The judge's goal is to analyze multiple drafts and produce a single, superior report that best fulfills the original research plan's objectives. It intelligently merges content, resolves contradictions, and ensures the best information is included.

AI-Powered Analysis Tools:

The judge is assisted by two automated analysis tools that provide insights into the source reports:

📊 Draft Statistics: Automatically calculates quantitative metrics for each report including word count, total citations, unique citations, citation density (citations per 100 words), and citation coverage (percentage of paragraphs with citations). This helps identify which reports are most comprehensive and well-supported.
🔗 Citation Overlap Analysis: Analyzes which sources are cited by multiple reports (consensus sources) versus sources unique to each report. This helps the judge identify broadly-supported information versus unique insights that only one engine discovered.

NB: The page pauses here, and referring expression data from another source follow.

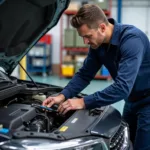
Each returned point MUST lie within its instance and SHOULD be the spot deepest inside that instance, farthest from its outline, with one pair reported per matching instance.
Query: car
(24, 123)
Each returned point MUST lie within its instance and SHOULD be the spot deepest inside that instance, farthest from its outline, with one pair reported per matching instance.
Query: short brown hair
(89, 14)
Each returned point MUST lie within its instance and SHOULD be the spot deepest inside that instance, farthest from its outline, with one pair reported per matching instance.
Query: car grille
(120, 140)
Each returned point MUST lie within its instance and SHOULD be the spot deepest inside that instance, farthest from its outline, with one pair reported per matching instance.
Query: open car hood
(22, 24)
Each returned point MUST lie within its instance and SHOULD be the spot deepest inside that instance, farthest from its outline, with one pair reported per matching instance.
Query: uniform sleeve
(132, 50)
(83, 77)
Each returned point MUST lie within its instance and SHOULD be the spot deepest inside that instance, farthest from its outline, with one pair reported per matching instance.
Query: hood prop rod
(28, 74)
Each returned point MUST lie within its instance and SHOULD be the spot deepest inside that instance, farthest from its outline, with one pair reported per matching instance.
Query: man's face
(92, 37)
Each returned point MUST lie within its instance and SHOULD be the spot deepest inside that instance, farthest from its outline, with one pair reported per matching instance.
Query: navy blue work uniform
(127, 57)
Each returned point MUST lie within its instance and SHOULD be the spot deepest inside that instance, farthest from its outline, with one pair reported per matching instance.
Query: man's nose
(85, 40)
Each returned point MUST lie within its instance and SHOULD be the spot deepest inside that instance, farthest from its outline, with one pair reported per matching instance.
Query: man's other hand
(71, 104)
(54, 100)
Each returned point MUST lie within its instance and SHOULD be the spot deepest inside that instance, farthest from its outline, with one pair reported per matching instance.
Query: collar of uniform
(116, 32)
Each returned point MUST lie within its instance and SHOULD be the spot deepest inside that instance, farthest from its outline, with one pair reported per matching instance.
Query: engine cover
(14, 115)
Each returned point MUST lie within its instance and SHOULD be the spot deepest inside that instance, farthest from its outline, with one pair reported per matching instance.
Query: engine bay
(22, 114)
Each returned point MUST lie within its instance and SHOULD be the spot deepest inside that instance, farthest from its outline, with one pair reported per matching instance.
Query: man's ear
(102, 27)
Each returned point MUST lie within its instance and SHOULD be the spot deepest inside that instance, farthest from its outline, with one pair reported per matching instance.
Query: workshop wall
(135, 12)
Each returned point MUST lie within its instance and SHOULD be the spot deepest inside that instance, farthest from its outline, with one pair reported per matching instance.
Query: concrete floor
(93, 87)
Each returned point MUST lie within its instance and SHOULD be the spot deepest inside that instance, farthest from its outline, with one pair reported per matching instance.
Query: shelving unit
(73, 49)
(39, 57)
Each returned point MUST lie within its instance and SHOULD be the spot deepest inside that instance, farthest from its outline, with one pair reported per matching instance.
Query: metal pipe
(119, 10)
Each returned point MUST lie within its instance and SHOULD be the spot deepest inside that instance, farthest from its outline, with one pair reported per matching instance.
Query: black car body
(24, 125)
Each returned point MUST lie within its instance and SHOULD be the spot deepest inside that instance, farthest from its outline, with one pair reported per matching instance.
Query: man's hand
(71, 104)
(53, 100)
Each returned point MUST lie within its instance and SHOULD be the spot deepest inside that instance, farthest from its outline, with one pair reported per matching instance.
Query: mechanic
(125, 51)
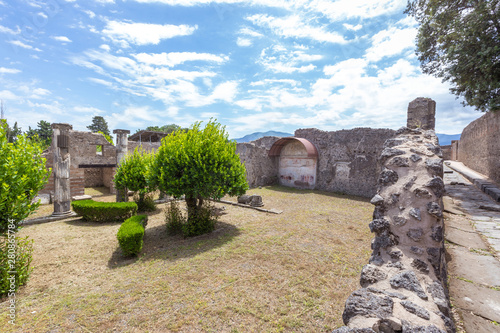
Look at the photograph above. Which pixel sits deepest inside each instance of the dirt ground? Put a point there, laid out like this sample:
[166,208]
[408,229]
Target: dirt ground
[257,272]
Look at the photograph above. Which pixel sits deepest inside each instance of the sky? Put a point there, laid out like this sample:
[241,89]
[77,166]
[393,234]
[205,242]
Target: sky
[254,65]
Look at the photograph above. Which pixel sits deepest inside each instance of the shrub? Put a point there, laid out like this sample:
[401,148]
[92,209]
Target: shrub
[20,264]
[95,211]
[146,204]
[131,233]
[174,218]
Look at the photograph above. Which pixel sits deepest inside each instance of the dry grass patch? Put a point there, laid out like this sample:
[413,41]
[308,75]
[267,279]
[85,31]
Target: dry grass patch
[257,272]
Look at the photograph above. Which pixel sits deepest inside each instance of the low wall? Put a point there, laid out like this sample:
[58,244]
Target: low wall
[348,159]
[479,146]
[404,284]
[262,170]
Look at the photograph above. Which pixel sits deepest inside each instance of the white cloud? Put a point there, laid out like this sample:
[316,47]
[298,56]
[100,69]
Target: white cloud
[352,27]
[4,70]
[8,95]
[294,27]
[9,31]
[23,45]
[176,58]
[243,42]
[125,33]
[62,39]
[280,60]
[390,42]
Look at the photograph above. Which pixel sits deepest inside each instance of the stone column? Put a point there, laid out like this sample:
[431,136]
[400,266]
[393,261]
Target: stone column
[61,170]
[422,114]
[121,151]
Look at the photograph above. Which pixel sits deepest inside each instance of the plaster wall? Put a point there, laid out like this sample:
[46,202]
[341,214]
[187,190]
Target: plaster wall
[296,169]
[479,146]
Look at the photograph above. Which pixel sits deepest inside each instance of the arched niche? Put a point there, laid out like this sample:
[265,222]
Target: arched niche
[298,160]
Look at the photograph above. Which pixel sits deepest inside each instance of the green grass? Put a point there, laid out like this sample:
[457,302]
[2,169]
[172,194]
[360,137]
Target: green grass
[257,272]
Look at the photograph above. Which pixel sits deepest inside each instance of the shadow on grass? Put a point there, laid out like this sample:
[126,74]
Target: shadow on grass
[337,195]
[158,245]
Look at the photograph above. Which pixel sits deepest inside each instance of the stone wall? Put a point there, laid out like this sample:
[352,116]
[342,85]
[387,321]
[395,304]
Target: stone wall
[262,170]
[479,145]
[348,159]
[404,284]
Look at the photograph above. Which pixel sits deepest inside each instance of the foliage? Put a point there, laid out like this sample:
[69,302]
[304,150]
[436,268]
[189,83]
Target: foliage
[145,203]
[133,174]
[22,175]
[42,133]
[174,218]
[165,128]
[107,137]
[95,211]
[131,233]
[18,261]
[459,41]
[200,164]
[99,124]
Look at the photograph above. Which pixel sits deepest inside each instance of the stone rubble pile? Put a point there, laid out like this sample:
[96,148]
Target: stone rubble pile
[404,284]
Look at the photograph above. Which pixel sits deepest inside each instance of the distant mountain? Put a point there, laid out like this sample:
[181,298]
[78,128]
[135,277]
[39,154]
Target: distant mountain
[258,135]
[445,139]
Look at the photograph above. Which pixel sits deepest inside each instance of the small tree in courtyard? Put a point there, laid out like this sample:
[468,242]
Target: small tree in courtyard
[133,174]
[199,164]
[99,124]
[22,175]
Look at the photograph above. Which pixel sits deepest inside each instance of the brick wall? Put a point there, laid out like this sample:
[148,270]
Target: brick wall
[479,146]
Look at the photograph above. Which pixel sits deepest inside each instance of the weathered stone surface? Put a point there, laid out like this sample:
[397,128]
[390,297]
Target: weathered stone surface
[436,184]
[371,274]
[422,193]
[434,209]
[379,225]
[435,165]
[420,265]
[417,250]
[388,177]
[415,158]
[415,234]
[399,220]
[364,303]
[415,213]
[401,162]
[390,152]
[416,310]
[377,200]
[437,233]
[408,280]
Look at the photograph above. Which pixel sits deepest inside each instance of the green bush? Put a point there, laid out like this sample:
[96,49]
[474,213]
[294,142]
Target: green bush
[174,218]
[131,233]
[20,265]
[95,211]
[146,203]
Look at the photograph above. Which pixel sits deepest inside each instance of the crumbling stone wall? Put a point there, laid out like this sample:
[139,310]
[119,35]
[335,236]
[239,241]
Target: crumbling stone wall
[262,170]
[479,145]
[348,159]
[404,284]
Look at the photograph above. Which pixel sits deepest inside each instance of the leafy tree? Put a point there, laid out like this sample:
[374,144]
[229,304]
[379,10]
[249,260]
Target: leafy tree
[458,40]
[99,124]
[133,174]
[22,175]
[199,164]
[43,132]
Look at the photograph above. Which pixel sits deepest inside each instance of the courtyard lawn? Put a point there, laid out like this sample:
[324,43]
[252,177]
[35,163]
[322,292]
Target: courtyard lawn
[257,272]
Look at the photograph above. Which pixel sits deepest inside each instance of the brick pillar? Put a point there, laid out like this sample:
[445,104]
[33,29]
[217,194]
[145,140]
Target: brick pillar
[121,151]
[422,114]
[62,163]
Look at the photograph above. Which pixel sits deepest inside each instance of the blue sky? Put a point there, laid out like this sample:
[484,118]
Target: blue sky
[255,65]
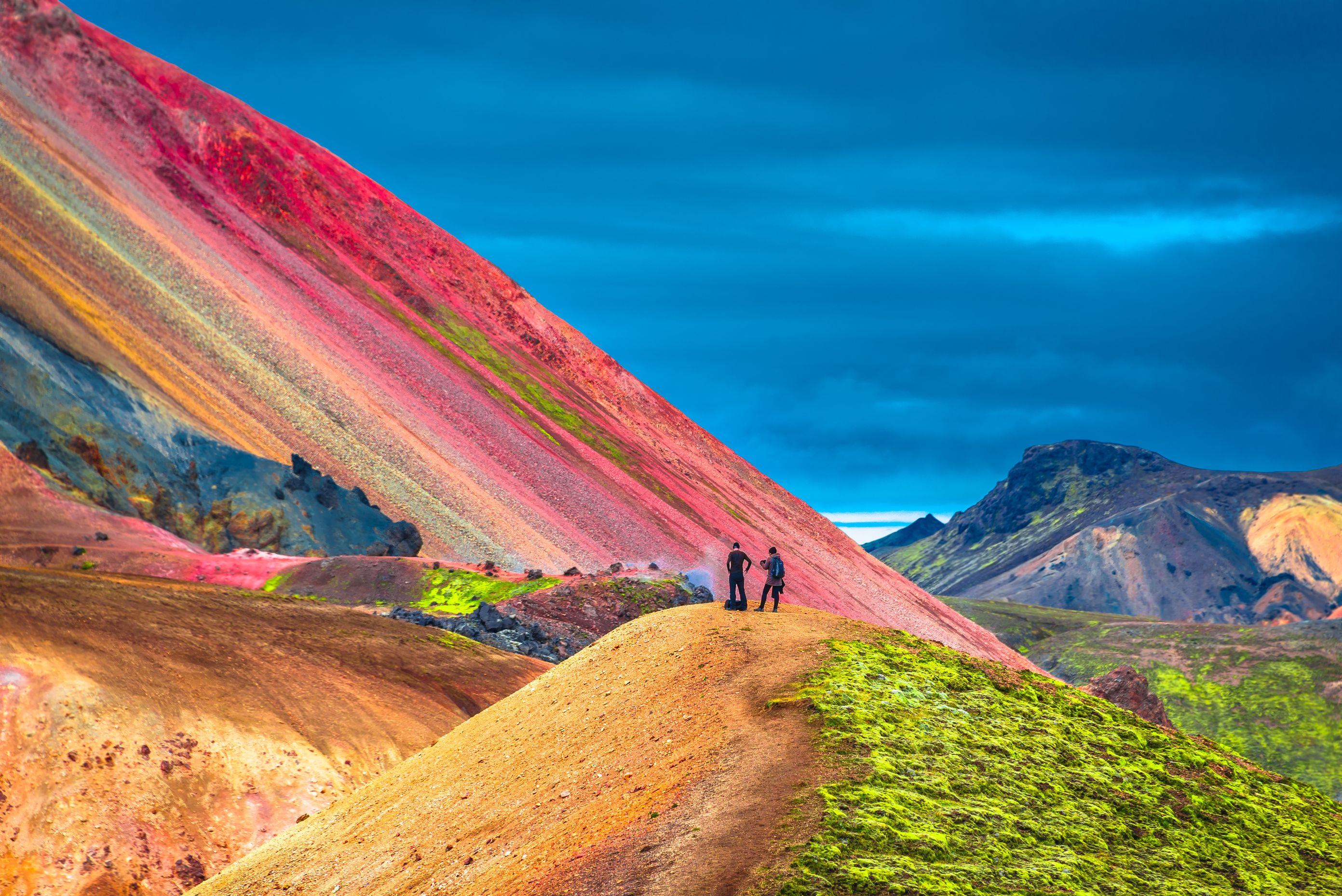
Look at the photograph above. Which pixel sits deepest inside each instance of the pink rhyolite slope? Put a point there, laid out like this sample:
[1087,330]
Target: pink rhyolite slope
[284,302]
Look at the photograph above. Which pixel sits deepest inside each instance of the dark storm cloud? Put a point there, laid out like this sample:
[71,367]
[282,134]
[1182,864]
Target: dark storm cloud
[932,234]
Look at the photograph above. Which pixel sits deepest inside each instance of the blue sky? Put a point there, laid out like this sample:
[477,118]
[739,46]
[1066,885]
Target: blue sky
[877,248]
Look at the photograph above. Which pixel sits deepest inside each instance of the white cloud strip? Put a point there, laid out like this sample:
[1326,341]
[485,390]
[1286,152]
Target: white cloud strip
[1117,230]
[881,517]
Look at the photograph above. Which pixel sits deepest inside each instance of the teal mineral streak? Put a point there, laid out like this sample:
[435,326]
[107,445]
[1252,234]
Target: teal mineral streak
[977,780]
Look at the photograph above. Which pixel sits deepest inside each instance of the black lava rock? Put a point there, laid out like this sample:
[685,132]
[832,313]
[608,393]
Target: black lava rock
[328,493]
[301,466]
[490,627]
[405,540]
[31,454]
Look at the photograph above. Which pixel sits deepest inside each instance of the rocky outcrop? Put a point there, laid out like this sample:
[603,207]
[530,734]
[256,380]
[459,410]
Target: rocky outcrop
[917,530]
[504,632]
[555,623]
[104,442]
[1129,689]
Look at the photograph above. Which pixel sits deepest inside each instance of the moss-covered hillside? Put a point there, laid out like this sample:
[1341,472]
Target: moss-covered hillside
[1023,625]
[976,780]
[1271,694]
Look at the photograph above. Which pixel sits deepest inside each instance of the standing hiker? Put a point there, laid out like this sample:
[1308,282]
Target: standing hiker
[737,567]
[772,567]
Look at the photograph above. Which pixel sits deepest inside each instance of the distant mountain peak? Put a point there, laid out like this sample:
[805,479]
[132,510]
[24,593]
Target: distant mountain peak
[1118,529]
[917,530]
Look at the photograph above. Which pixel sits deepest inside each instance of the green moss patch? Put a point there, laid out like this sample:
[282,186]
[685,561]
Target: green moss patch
[979,780]
[461,591]
[1023,625]
[275,583]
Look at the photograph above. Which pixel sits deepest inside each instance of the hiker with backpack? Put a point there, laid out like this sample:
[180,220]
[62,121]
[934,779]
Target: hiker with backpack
[739,564]
[772,567]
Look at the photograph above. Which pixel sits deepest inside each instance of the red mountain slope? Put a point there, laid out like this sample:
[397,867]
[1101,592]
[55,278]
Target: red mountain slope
[281,301]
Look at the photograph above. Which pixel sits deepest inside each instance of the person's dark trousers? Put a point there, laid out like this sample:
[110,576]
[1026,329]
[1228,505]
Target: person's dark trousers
[737,592]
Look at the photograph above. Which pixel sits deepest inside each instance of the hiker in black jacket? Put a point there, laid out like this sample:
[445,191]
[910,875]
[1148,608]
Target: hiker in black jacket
[772,567]
[737,577]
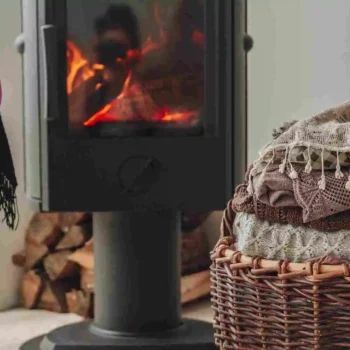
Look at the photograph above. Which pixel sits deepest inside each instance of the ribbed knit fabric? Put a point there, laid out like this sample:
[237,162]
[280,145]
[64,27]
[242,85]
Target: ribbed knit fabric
[243,202]
[286,242]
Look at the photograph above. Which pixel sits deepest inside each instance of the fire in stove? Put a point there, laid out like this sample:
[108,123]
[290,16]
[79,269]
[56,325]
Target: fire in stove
[123,82]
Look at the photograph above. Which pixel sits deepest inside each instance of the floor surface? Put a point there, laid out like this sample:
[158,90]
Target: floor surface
[19,325]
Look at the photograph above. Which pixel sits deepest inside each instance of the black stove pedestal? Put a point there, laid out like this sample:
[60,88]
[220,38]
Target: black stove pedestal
[137,289]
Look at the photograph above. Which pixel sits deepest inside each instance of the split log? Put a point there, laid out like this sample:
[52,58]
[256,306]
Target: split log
[76,237]
[43,230]
[87,280]
[34,255]
[59,266]
[32,287]
[19,259]
[80,303]
[84,257]
[53,297]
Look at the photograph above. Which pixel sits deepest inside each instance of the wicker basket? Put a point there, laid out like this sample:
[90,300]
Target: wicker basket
[264,304]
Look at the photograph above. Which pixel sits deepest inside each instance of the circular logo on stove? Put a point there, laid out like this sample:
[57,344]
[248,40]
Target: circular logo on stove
[138,174]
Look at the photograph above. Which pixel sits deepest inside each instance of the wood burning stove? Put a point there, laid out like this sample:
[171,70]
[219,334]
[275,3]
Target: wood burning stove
[134,110]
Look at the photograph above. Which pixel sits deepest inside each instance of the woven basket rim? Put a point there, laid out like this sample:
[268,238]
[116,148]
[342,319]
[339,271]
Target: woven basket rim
[224,253]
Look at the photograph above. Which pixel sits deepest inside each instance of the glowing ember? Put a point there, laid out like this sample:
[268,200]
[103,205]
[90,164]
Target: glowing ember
[78,68]
[134,102]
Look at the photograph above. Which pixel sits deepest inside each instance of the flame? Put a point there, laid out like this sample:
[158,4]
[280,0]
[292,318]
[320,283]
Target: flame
[79,70]
[77,66]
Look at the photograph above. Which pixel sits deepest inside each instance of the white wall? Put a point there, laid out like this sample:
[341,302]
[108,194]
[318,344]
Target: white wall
[300,63]
[11,110]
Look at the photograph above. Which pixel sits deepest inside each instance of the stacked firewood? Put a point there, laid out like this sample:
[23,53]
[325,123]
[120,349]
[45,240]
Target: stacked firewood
[59,264]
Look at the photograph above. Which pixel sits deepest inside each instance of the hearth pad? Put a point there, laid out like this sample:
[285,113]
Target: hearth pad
[194,335]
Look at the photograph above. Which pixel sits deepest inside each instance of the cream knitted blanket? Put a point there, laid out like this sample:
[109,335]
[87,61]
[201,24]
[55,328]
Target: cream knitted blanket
[286,242]
[327,131]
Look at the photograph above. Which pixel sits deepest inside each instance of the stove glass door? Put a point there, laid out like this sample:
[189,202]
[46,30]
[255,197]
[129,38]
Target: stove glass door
[136,67]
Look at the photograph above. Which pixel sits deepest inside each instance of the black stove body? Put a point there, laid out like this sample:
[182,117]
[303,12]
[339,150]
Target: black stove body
[142,110]
[135,111]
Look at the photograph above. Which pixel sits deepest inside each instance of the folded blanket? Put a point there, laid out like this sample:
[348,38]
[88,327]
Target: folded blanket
[243,202]
[286,242]
[279,190]
[275,189]
[302,155]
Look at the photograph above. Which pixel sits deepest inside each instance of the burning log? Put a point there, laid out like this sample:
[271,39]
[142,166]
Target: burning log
[58,265]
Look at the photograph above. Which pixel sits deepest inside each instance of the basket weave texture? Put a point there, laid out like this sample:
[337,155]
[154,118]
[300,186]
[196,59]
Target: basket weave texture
[264,304]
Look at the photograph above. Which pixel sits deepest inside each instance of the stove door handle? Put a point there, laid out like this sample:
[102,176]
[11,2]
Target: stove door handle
[50,71]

These tools run automatically during judging and scoring, providing the AI with data-driven insights to make better fusion decisions.

How the Judge Works:

Quality Filtering: The judge actively filters out low-quality content including unsubstantiated statistics, unsupported claims, vague filler statements, and redundant information.
Selective Citations: Only sources that were actually cited in the report text are included in the References section. If the highest in-text citation is [48], only 48 sources will be listed.
Citation Accuracy: Every statistic and factual claim in the judged report must have a proper citation marker [CITATION:X] attached to it.
Quality Over Quantity: The judge is instructed that a shorter, well-supported report is better than a longer report filled with unverified claims.
Tool-Guided Synthesis: The judge uses the citation overlap analysis to prioritize consensus sources (information verified by multiple engines) while preserving unique insights from individual reports.

The Judging Workflow:

Generate Multiple Versions: Use the **Re-Synthesize** button to create at least two reports to compare.
Select Reports for Judging: Use the checkboxes to select two or more reports you want the judge to analyze.
Choose a Judge Engine: Select the LLM you want to act as the final editor.
Click "Judge Selected": Watch as real-time status updates show the judge's progress (analyzing reports, generating citation overlap statistics, synthesizing, post-processing). The AI will analyze the reports and create a new, consolidated version, which will be added to the list and displayed.

Note: Because the judge applies strict quality filtering, the resulting report may be shorter than the source reports. This is intentional - the judge removes filler, redundancy, and unsupported content while preserving only well-sourced, verifiable information.

Report Management

At the top of the displayed report, you have three options:

Start New Topic: Clears the entire session (plan, research data, and all syntheses) and takes you back to Step 1.
Copy HTML: Copies the raw HTML of the currently viewed report to your clipboard, perfect for pasting into a CMS or other web-based editors.
Save as HTML: Downloads a complete, standalone HTML file of your currently viewed report for easy sharing and archiving. The filename automatically includes the topic, date, and engine information (e.g., rag-system-design-2025-02-09-claude-gemini.html), making it easy to identify and organize multiple reports.